Fonte: ZeroEmission News

Autore: a.b.

In Cile qualcosa di concreto si sta muovendo per stimolare il settore geotermico. Il governo locale è intenzionato a rinnovare la legge che regolamenta il settore geotermico. Per questo ha anche chiesto pareri e idee alle aziende del settore per capire come andare a modificare l’impianto normativo in vigore dal 2000. Le imprese hanno presentato le loro osservazioni sia al ministerio de Energía sia al Centro de Energías Renovables, organi deputati all’analisi delle proposte che saranno considerate negli interventi migliorativi della futura legge. Il Governo intende apportare modifiche poiché a oggi nessun progetto si è di fatto concretizzato, nonostante le concessioni esplorative e il grande interesse dimostrato dai privati. Gli è perfettamente chiaro che uno dei problemi è legato agli elevati investimenti necessari per il processo esplorativo e anche l’alto rischio per l’investitore, che non ha alcuna sicurezza di ottenere le autorizzazioni di perforazione.

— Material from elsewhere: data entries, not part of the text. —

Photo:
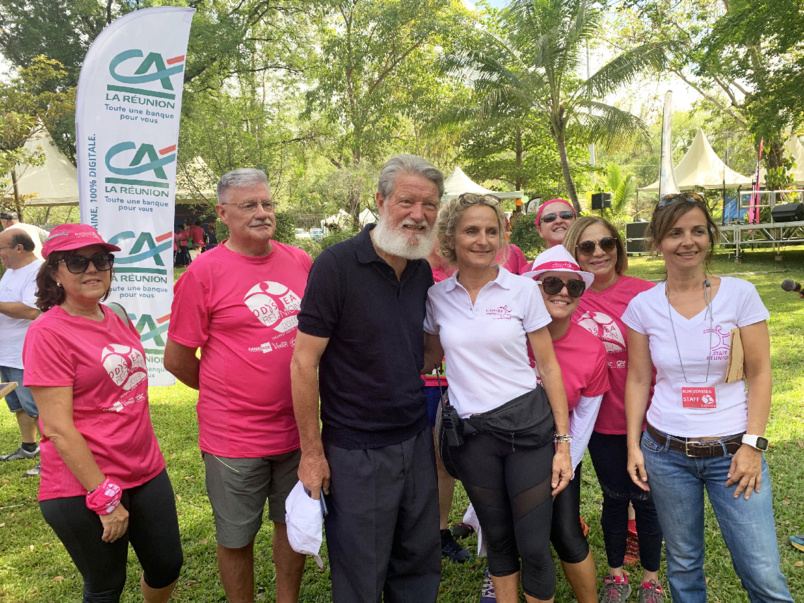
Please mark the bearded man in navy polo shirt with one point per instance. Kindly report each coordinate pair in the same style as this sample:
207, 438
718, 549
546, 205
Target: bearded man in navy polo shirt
360, 348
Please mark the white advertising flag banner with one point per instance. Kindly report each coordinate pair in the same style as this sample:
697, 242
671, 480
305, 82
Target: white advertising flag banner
127, 131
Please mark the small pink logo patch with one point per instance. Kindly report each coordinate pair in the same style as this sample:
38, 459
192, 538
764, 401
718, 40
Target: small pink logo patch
501, 313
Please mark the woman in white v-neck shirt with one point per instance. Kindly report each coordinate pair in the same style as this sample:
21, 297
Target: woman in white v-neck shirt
481, 319
703, 434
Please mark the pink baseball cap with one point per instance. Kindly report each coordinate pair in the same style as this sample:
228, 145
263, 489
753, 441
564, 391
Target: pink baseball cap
558, 259
74, 236
546, 203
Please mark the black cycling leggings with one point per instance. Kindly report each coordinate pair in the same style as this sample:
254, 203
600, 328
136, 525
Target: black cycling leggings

Fonti governative indicano che sono al vaglio incentivi fiscali per stimolare la fiducia degli investitori e ciò deve essere analizzato e approvato dal ministero delle Finanze. Nel settore privato oltre a mancare questi incentivi ci sono anche problemi strutturali da risolvere legati a scadenze e requisiti ambientali rigidi. L’interesse delle imprese è forte dato che la geotermia rappresenta una fonte energetica sicura quanto al fattore di capacità (che è più alto rispetto a molte altre fonti di energia e inoltre è disponibile 24 ore al giorno).  Il ministero dell’Energia cilena la pensa allo stesso modo e per questo lo scorso anno ha avviato il processo di gare per le concessioni di esplorazione geotermica riguardanti venti aree, un chiaro segnale di interesse nello sviluppo di questa fonte energetica. Sono state presentate 70 offerte mentre, secondo le ultime stime del ministero, si contano 80 domande per l’esplorazione geotermica, e due relative allo sfruttamento.